= Ryan Sidney =

American basketball player

Ryan Geoffrey J. I. Sidney (born May 25, 1982) is an American former basketball player who played as a shooting guard (listed 6'2"/1.88 m).

==Early life==
Sidney was born on May 25, 1982 in Ann Arbor, Michigan.

==College career==

Sidney played college ball for Boston College from the Big East Conference between 2000 and 2003, where he based himself as the team's sixth man and was part in the college's transition from being last in the conference to winning it twice, and holding the Win-Lose odd record in the team's history. They managed to make it to the NCAA Division I but not to the higher stages in it. In one of the workouts he broke his jaw and played with a cast for two months. During his 3rd year there (2002/2003) his eldest son was born, and he was involved in a turning point event: his best friend and teammate, Andrew Bryant, was kept hostage in the Rubenstein Dorms just a few floors beneath Sidney's apartment by a man from another college, a man knocked on Sidney's door and informed him on the event, Sidney rushed down and tried to negotiate with the gun holder, the authorities arrested all three present in the scene, Sidney was cleared of charges but decided to drop out of college for "personal reasons", his chances of being picked in the NBA draft suffered a decline. He then decided to finish his degree in Cheyney University of Pennsylvania, the small school played in the NCAA Division II, by the end of the year (2003/2004) Sidney registered to the 2004 NBA draft and went undrafted.

==Professional career==
He moved overseas and played for Mersin Büyükşehir Belediyesi S.K. from the Turkish 2nd Division, where he proven himself to be above the league's standards, leading the league with 30.2 points per game, his team won the title and advanced to the Turkish Premier League.

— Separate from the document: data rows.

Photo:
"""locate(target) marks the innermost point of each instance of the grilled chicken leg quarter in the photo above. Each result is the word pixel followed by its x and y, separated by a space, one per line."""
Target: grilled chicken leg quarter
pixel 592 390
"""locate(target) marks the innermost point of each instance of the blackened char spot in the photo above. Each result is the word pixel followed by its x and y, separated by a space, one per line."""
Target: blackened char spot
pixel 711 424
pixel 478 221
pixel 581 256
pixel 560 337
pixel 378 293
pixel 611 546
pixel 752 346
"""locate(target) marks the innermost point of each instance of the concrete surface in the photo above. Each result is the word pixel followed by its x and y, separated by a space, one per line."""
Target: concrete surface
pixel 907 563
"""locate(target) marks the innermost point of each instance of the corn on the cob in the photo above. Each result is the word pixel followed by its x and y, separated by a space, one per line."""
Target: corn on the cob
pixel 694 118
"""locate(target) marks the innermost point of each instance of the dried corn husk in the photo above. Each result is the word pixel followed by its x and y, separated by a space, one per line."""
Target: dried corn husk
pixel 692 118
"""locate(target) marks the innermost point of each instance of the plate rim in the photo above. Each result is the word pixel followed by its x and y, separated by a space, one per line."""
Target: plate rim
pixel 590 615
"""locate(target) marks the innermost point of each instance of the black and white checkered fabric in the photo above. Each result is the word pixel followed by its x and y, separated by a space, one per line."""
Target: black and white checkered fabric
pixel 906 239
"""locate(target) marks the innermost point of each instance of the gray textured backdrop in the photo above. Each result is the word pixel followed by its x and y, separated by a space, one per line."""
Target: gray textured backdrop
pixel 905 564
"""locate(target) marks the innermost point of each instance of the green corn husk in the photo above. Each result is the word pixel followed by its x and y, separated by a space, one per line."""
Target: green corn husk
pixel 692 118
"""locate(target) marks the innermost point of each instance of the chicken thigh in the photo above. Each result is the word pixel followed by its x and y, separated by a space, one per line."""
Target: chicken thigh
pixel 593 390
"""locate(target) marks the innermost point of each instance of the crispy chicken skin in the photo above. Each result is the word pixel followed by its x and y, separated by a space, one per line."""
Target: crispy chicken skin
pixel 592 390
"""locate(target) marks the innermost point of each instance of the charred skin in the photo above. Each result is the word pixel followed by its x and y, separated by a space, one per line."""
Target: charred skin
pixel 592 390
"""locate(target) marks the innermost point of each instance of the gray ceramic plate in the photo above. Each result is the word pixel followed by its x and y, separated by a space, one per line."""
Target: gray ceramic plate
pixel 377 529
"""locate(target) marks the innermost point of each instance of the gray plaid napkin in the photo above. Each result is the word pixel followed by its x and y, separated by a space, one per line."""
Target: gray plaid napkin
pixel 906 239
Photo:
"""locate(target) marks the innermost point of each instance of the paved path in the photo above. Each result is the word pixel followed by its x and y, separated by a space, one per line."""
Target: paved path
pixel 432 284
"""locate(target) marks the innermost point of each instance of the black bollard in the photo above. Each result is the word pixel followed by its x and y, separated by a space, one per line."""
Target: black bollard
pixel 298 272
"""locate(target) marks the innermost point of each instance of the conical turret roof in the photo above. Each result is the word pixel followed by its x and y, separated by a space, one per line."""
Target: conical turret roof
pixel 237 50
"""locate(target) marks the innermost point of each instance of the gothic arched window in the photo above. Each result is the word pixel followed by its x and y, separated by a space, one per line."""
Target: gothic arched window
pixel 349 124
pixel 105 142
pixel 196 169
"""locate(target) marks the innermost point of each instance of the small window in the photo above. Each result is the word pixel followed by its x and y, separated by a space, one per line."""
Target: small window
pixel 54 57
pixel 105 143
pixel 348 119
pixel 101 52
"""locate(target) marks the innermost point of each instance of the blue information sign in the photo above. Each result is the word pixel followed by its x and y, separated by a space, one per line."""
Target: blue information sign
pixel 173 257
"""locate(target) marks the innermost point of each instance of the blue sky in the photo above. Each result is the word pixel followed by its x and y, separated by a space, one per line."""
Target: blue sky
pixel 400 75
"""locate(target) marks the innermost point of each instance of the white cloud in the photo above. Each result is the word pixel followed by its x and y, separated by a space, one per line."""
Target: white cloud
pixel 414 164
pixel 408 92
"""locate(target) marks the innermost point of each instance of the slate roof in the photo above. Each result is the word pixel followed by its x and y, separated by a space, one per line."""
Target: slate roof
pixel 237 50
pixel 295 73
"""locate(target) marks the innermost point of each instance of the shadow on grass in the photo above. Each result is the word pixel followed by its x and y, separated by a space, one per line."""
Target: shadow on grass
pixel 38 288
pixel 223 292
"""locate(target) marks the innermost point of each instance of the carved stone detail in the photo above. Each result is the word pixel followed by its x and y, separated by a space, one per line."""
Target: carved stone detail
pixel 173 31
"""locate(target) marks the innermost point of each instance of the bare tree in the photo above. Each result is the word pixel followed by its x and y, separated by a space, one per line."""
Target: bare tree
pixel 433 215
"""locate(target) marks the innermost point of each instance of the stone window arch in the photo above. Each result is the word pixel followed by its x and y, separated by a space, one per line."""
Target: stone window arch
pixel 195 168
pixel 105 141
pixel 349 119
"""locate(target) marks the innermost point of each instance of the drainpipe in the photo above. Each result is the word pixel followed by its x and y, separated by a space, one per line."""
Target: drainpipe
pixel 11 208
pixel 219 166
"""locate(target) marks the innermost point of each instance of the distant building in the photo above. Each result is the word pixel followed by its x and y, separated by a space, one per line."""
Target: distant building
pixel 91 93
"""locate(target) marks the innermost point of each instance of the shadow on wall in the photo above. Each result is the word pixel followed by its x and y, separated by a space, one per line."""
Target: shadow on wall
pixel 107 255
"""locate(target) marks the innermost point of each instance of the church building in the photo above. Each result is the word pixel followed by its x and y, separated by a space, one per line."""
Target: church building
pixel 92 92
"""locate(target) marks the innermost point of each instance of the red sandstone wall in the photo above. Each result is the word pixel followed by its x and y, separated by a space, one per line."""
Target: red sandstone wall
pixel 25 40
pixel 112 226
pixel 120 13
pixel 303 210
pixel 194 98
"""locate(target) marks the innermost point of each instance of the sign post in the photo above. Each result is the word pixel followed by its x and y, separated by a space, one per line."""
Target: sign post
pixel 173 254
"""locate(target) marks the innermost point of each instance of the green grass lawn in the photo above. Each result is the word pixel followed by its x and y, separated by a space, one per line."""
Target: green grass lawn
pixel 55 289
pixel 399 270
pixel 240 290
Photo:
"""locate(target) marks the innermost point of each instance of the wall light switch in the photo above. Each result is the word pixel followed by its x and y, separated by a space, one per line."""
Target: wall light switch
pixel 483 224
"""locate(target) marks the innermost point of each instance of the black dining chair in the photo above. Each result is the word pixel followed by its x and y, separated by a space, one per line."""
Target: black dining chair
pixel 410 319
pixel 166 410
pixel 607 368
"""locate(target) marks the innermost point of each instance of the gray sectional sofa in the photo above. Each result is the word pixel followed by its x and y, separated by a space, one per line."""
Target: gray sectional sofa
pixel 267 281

In the summer of 2005 Sidney signed with the Israeli medium-sized club Maccabi Rishon LeZion from the Israeli Basketball Super League coached by Guy Goodes, and managed to contribute in leading the team to the league's Final Four in 2005/2006 and alongside being the fans' favorite, he was named All-Israeli League Defensive Team. In the summer of 2006, following the Second Lebanon War, Sidney was the only foreign player from the previous season to be signed for the 2006/2007 season, where the team played in the FIBA Eurocup Challenge, however his stats were not the same during the year and he was released in January 2007 to make room for American power forward/center Brandon Kurtz and left for playing in a minor league in the United States.

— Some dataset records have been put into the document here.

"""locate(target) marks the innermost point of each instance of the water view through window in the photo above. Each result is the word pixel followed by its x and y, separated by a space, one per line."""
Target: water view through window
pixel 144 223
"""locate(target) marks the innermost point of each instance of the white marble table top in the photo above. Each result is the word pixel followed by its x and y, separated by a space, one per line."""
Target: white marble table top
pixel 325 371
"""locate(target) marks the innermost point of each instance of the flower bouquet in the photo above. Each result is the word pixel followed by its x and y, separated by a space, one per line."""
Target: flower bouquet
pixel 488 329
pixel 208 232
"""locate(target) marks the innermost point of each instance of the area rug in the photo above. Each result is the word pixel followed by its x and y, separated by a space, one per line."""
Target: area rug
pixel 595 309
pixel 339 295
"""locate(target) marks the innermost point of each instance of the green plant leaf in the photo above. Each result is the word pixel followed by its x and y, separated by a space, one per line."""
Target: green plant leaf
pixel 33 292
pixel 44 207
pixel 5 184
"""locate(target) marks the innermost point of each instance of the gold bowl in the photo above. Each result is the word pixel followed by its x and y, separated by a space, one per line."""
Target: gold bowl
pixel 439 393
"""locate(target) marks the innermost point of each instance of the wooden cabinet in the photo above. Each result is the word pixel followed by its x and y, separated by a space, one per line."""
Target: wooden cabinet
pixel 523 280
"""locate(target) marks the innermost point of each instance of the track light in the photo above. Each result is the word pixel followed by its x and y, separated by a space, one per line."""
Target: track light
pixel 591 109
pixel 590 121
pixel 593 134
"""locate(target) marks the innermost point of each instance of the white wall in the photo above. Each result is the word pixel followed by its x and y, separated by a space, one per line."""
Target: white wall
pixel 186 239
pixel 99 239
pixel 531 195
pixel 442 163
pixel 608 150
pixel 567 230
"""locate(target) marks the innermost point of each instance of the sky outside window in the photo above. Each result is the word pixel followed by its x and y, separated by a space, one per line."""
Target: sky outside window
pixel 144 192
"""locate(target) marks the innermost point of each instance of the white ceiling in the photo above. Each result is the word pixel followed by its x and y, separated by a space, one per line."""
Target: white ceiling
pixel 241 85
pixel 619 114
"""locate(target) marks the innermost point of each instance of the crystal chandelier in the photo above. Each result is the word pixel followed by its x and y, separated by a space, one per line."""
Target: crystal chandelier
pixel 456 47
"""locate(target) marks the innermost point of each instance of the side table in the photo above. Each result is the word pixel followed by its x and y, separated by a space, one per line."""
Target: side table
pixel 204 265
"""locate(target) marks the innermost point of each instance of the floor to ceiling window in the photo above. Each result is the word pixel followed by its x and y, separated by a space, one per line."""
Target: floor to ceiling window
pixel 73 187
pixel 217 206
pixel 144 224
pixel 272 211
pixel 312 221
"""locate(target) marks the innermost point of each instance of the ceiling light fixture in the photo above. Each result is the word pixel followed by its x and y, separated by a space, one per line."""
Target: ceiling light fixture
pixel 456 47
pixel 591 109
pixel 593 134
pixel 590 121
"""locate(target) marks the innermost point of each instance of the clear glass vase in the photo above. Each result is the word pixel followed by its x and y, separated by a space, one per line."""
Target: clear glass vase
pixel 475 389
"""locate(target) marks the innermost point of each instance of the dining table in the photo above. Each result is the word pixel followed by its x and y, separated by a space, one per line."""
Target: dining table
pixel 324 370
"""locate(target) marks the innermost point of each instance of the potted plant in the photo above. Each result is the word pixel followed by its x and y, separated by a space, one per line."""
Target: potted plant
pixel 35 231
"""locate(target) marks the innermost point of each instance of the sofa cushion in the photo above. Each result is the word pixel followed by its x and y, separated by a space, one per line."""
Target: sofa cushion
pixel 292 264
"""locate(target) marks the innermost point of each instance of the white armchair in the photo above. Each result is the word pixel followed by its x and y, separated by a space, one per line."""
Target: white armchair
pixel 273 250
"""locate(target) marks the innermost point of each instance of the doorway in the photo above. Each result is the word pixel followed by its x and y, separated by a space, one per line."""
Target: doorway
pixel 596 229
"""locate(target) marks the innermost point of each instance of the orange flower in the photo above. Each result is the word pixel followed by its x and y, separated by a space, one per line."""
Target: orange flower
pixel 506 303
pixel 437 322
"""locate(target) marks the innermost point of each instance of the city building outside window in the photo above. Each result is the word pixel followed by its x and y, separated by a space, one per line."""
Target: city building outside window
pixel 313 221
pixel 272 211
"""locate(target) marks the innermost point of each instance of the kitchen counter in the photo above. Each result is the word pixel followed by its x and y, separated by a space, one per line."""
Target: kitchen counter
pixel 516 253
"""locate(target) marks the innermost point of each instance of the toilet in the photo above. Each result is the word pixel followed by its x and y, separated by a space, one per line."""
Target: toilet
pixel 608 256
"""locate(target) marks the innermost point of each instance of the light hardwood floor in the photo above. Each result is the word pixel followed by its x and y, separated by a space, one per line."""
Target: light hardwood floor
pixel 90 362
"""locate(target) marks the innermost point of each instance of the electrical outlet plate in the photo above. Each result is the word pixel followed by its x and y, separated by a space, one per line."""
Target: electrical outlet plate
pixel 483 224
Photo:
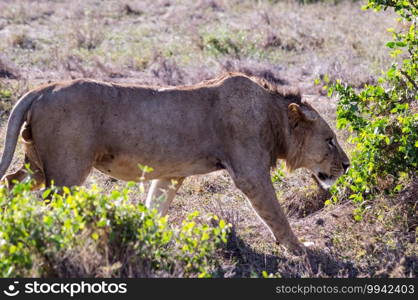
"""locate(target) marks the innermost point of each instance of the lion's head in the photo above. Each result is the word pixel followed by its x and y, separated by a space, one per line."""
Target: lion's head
pixel 314 145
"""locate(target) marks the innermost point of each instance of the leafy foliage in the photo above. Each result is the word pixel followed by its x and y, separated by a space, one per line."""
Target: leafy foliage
pixel 36 235
pixel 383 118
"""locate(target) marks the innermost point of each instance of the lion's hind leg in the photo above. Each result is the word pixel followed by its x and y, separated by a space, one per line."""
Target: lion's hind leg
pixel 162 193
pixel 34 173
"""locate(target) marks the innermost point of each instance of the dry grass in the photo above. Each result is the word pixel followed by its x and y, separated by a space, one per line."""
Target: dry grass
pixel 182 42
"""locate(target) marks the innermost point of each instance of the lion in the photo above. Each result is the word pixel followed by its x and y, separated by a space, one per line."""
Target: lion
pixel 238 123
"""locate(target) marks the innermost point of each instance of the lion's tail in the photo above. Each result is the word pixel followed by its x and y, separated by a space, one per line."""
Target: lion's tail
pixel 15 122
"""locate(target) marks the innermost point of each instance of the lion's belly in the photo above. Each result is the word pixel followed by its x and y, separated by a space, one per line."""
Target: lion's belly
pixel 127 168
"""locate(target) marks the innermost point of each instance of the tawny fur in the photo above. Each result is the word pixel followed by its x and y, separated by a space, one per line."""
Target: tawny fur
pixel 234 122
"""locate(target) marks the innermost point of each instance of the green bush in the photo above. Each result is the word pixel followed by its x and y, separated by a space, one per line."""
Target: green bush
pixel 383 118
pixel 42 237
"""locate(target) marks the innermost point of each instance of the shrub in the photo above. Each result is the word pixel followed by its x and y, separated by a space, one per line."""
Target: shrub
pixel 119 238
pixel 383 118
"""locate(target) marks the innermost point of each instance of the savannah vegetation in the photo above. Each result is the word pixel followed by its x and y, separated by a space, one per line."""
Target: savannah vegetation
pixel 357 67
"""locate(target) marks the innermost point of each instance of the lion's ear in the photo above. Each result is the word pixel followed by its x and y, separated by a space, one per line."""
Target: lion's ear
pixel 298 114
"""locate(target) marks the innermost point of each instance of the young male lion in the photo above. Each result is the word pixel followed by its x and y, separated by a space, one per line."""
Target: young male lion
pixel 236 123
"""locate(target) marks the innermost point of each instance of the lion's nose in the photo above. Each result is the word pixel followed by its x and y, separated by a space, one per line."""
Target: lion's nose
pixel 345 166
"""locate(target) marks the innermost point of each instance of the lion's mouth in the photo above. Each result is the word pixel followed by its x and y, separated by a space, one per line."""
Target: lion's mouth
pixel 324 181
pixel 323 176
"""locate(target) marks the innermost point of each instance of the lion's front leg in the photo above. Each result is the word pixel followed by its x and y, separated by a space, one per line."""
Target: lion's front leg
pixel 257 186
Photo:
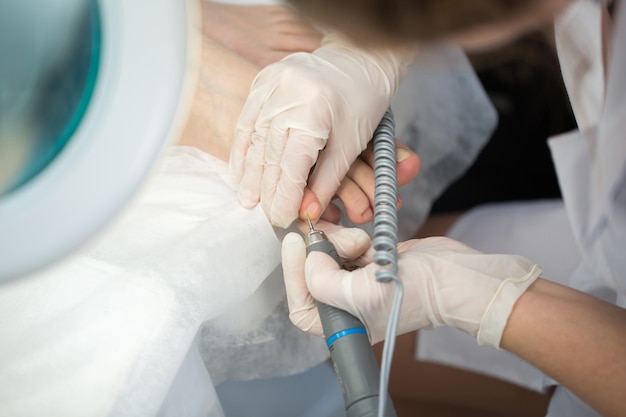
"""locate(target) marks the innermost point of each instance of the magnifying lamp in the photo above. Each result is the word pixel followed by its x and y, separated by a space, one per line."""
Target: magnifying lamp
pixel 90 93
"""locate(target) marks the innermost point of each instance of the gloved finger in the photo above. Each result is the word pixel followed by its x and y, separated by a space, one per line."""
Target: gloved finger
pixel 327 282
pixel 332 214
pixel 327 175
pixel 302 308
pixel 291 180
pixel 310 207
pixel 250 185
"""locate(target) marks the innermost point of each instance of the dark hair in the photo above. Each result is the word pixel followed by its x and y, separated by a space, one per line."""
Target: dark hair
pixel 406 21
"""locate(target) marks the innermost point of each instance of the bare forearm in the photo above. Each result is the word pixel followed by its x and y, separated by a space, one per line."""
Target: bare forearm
pixel 223 84
pixel 575 338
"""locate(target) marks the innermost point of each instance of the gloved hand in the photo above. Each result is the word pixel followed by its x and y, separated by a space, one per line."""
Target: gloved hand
pixel 445 283
pixel 330 99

He then proceeded for playing in Spain and Italy for brief stints and finished his career in Aliağa Petkim from the Turkish Premier League for the 2007/2008 season, when he decided to quit professional basketball.

==After retirement==
Between 2008-2010 he worked as a bartender according to his LinkedIn profile. In 2009, he gave an interview about his career to the Boston College paper and stated he's now a contractor who own a construction company in his hometown of Ann Arbor, Michigan and that he's not regretting about his career choices (mentioning that by the age of 27 he already filled 3 passports, and traveled around the Middle East, Egypt, Dubai and Greece). In 2010, he played in the amateur Northville, Michigan league for the "Champs" team.